Ayn Rand and the Stoics
This article is based on a longer version published at The Prophet of Causation.
Stoicism is worth understanding because it was the dominant philosophy of the late Classical era, to the point of being expounded by the last of the Five Good Emperors at the height of Rome’s power. It was also a predecessor of Ayn Rand’s theories and possibly an influence on them, particularly in its treatment of emotions and the relationship of reason to emotion.
Yet there are some big differences, particularly one underlying theme that gives seemingly similar ideas a very different meaning in the two philosophies.

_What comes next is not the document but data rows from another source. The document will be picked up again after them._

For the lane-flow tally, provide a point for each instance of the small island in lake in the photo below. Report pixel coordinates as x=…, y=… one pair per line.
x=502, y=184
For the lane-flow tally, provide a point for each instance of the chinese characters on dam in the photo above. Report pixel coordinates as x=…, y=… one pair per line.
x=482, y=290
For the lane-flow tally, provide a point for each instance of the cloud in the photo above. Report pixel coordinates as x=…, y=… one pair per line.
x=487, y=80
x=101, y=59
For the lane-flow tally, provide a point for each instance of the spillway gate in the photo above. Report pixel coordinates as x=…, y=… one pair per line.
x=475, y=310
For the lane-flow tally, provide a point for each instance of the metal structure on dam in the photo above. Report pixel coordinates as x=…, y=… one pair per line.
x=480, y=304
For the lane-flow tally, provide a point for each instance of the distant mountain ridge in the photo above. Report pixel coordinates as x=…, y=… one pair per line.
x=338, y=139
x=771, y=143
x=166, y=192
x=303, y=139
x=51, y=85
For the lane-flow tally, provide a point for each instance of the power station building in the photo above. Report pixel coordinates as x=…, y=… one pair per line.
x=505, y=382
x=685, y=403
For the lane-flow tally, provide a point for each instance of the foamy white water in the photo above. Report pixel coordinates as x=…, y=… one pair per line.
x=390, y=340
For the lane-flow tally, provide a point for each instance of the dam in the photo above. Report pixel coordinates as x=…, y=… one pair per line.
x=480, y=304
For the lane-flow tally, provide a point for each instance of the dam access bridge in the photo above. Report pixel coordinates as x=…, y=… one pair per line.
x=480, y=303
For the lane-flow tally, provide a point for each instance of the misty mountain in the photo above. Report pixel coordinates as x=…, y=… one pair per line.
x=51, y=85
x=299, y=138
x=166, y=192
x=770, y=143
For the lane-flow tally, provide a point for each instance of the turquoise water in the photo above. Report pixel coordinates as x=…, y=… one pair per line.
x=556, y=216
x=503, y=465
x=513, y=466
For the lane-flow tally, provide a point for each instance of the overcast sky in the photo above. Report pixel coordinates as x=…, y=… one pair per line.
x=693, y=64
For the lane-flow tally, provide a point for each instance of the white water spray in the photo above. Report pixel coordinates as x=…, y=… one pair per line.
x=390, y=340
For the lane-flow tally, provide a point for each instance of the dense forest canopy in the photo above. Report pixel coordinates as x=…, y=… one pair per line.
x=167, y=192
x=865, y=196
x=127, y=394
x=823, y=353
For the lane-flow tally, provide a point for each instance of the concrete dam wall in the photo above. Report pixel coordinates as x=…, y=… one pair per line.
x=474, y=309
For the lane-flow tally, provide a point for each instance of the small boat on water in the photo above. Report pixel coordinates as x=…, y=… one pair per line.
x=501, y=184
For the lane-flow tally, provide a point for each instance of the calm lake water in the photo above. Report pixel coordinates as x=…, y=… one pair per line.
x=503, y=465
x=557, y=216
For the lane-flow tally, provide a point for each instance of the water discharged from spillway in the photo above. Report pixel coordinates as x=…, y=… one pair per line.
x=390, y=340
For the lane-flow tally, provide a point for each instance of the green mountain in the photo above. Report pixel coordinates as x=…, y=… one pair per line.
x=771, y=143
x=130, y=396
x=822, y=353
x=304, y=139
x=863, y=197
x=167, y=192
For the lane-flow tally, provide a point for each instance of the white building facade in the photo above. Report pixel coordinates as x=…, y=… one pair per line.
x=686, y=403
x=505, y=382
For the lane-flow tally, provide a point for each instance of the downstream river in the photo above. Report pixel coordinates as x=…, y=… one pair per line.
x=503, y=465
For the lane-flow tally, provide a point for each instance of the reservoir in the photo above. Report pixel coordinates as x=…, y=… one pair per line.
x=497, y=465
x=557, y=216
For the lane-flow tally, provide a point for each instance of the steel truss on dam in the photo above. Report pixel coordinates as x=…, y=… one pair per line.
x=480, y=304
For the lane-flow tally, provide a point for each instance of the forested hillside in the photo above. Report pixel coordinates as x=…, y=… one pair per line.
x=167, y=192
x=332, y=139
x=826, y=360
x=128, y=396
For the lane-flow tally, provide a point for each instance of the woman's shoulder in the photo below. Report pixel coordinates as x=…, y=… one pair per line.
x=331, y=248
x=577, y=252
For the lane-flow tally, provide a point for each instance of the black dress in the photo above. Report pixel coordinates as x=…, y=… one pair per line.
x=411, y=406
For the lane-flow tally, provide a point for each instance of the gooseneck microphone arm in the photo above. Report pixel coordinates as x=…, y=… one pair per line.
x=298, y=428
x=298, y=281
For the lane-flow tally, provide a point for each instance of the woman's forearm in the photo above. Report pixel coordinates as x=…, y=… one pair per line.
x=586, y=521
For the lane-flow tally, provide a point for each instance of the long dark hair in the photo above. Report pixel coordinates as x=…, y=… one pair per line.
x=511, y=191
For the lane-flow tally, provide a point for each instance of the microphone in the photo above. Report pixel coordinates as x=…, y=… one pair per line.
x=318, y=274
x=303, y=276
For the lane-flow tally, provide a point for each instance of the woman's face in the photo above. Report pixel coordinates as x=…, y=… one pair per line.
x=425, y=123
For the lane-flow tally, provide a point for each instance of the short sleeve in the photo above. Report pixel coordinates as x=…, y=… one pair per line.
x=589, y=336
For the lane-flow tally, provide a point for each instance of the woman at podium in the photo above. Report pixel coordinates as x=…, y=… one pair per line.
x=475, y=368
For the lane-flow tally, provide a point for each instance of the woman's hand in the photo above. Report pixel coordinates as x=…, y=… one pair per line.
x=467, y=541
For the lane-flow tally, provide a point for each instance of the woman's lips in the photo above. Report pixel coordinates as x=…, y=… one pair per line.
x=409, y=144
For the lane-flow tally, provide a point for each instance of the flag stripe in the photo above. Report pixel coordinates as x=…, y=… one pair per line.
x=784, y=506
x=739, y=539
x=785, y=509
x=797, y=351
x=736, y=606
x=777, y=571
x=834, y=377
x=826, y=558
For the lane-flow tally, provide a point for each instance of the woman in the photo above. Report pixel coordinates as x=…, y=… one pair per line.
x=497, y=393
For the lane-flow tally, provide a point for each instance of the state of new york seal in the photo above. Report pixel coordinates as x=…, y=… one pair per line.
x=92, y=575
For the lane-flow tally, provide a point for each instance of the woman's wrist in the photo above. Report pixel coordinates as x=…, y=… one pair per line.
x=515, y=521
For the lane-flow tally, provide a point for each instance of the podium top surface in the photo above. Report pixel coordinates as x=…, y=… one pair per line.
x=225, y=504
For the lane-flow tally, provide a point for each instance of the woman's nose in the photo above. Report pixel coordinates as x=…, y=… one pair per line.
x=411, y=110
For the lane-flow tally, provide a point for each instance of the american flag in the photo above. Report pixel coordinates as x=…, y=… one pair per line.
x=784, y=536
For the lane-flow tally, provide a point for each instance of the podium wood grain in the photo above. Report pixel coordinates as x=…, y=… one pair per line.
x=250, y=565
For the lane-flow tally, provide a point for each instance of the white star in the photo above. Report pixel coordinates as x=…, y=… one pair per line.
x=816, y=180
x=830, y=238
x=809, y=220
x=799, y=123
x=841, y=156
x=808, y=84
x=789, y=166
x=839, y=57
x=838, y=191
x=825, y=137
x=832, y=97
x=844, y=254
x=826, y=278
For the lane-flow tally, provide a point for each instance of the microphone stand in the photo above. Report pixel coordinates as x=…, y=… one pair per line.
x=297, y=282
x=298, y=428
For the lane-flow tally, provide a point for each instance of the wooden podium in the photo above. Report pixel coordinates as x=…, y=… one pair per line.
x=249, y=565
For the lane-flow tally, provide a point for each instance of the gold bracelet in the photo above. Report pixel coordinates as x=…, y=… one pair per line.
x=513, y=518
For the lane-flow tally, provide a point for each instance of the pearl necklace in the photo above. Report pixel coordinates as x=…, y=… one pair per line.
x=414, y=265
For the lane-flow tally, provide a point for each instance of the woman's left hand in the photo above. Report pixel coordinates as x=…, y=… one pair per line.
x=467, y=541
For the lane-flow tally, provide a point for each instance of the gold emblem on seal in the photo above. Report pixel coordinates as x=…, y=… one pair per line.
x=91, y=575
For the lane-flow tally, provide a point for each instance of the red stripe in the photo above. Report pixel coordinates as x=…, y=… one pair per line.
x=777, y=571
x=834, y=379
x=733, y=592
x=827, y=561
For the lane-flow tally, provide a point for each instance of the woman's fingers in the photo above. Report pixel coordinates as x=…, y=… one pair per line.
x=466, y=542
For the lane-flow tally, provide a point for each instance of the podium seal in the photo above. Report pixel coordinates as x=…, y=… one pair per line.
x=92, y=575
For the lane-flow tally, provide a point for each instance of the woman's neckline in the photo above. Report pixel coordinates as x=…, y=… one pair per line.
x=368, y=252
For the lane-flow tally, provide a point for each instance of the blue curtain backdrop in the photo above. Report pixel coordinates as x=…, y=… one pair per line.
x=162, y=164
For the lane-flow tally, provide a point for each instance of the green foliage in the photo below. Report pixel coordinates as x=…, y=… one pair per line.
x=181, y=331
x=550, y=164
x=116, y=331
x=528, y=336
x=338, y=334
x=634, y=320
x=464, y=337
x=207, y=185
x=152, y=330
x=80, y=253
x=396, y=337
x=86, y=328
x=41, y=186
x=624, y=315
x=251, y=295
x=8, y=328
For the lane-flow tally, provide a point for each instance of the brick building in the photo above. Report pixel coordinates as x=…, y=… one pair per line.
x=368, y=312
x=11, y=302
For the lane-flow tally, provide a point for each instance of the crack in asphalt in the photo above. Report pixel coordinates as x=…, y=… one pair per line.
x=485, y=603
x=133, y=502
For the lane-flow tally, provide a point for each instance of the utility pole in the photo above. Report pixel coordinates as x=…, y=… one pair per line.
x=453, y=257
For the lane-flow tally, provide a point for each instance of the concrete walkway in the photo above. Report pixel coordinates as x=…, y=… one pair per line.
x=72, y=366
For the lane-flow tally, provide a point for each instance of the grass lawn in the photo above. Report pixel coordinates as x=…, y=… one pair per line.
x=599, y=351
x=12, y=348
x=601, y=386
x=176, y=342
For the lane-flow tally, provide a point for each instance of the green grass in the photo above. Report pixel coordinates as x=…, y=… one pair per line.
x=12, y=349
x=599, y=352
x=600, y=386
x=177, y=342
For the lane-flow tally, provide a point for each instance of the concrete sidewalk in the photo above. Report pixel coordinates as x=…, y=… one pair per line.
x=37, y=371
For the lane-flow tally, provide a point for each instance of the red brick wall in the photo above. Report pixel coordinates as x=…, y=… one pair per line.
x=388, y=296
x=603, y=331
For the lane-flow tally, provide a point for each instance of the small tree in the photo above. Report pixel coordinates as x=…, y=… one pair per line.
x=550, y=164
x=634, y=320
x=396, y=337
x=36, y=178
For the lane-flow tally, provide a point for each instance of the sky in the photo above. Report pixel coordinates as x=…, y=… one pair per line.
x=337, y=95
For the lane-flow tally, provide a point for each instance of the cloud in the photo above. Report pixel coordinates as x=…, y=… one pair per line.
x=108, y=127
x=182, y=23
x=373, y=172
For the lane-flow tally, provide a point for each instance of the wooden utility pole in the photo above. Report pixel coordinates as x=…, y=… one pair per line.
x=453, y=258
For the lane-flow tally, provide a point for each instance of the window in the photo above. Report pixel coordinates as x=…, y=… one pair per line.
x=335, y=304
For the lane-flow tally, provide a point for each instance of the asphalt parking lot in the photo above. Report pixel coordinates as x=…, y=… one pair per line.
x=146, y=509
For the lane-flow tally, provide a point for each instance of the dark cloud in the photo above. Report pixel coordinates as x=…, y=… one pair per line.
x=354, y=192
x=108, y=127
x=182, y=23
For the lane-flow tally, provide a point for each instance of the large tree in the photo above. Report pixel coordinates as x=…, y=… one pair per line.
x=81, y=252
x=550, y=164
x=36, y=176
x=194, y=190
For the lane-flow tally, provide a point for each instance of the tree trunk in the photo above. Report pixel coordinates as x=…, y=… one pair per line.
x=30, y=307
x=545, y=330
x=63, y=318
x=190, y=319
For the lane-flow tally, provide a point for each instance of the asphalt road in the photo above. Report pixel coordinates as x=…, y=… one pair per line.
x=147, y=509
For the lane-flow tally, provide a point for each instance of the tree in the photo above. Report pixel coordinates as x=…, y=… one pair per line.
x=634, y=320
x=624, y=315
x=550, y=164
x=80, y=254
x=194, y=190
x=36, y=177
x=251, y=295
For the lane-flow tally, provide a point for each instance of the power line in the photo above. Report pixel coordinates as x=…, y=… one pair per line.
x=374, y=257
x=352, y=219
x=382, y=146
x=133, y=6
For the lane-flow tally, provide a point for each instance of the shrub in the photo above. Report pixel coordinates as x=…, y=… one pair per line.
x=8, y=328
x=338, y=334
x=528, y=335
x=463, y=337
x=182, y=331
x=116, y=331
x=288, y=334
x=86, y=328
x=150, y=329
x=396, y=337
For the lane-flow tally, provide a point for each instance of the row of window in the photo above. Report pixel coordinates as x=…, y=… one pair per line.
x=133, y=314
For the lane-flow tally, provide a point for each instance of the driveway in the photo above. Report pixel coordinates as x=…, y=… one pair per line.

The big insight of the Stoics is the dependence of emotions on ideas. Here is Epictetus:
Men are disturbed not by the things that happen but by their opinions about those things.
This is a profound observation, so far as it goes. In The Practicing Stoic, Ward Farnsworth sums it up:
The Stoic claim, in other words, is that our pleasures, griefs, desires, and fears all involve three stages rather than two: not just an event and a reaction, but an event, then a judgment or opinion about it, and then a reaction (to the judgment or opinion). Our task is to notice the middle step, to understand its frequent irrationality, and to control it through the patient use of reason.
The point is not just that there is a middle step, but that the middle step is cognitive. It is a form of reasoning. (The Stoics are a precursor to Cognitive Behavioral Therapy and frequently cited as such.)
I was particularly struck by this passage from Seneca:
Nothing is so difficult, so far out of reach, that the human mind cannot conquer it and make it familiar with constant practice; no emotions are so fierce and independent that they cannot be tamed by training….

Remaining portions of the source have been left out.